Feb 7, 2001

Mozambique / Floods: More coordination with Malawi and Zimbabwe needed

The flood on the Zambezi river is now posing a serious threat to the recently rehabilitated sugar mill

in the central Mozambican town of Marromeu. According to Anton de Waal, one of the managers of the Sena Company, which owns the mill, if the Zambezi rises much further, it will overwhelm the protective dike that defends the factory, the sugar plantation and the centre of Marromeu town.

70 million US dollars have been invested in rehabilitating the Marromeu mill, which was destroyed by the apartheid-backed Renamo rebels during the war of destabilisation. The mill was due to resume operations at full capacity (100,000 tonnes of sugar a year) next August. Now this major investment is under threat.

So far the flood waters are only affecting 40 hectares of sugar cane that is beyond the dike perimeter. But if the situation deteriorates, the whole of the plantation area will suffer. De Waal argued that the establishment of a strategic Zambezi River Control and Monitoring Authority would be of great value

for local residents and for investors. "If one thinks of the Zambezi Valley as a potential destination for foreign investment, then I think it is imperative that there should be regular monitoring of the river", he said.

The new authority suggested by de Waal would involve Mozambique, Zambia, Zimbabwe and Malawi. He noted that there had been some cooperation in the past between the managers of the Cahora Bassa and Kariba dams, but that fizzled out a year ago. "Today there's a minimum of cooperation with Malawi, because of the Shire river (the major tributary of the Zambezi, which enters Mozambique from Malawi), but it's not enough", de Waal said.

Nonetheless, even this minimal level of cooperation was of some value. Thanks to information from Malawi, the Mozambican authorities knew when the major flood surge was coming down the Shire in mid-February, and could time a reduction in discharges from Cahora Bassa, in order to lessen the impact of the Shire flood on the lower Zambezi.

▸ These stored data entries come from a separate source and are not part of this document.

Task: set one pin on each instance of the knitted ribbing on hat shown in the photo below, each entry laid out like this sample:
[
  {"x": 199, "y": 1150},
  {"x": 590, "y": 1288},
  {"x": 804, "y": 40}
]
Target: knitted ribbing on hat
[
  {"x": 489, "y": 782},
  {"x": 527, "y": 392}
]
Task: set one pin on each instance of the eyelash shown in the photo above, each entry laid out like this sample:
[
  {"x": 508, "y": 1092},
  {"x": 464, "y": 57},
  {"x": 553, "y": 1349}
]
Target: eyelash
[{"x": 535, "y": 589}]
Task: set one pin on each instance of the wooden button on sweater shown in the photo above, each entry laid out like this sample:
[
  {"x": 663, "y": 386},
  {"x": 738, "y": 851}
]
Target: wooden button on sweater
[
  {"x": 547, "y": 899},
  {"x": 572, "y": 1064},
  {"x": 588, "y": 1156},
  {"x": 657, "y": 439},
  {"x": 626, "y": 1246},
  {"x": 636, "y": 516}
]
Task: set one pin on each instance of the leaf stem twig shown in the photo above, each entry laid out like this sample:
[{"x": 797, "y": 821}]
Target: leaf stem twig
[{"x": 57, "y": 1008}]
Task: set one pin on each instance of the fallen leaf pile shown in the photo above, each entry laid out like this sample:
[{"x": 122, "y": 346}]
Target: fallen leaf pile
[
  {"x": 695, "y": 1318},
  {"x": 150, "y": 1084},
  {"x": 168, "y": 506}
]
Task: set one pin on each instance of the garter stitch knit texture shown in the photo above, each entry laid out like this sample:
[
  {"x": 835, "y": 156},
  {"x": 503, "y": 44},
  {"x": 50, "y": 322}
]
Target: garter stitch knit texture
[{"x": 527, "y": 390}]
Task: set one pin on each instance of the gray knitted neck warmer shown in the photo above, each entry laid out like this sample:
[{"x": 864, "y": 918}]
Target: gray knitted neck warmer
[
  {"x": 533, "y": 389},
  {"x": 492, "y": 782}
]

De Waal said that currently there are difficulties in acquiring information about the state of the Zambezi along the entire length of its course. and this makes it difficult to react to crisis situations.

The information chain is very lengthy. De Waal said that, in order to obtain vital information about the behaviour of the river, the Mozambican Agriculture Ministry has to contact the Public Works Ministry, which then contacts the Foreign Ministry which contacts the relevant protocol officials in Malawi, Zambia and Zimbabwe, which then have to contact their own national authorities, to acquire the key pieces of information.

In winter when the dams reduce their discharges the Zambezi falls so low that sometimes navigation along the lower reaches of the river becomes impossible. "We need some stability in the river", said De Waal. "If the level of the water rises above 7.5 metres we have the danger of floods. If it falls below three metres, we risk not being able to use the river for transport. We desperately need some

coordination to avoid these uncontrolled oscillations" (AIM, Feb 7, 2001).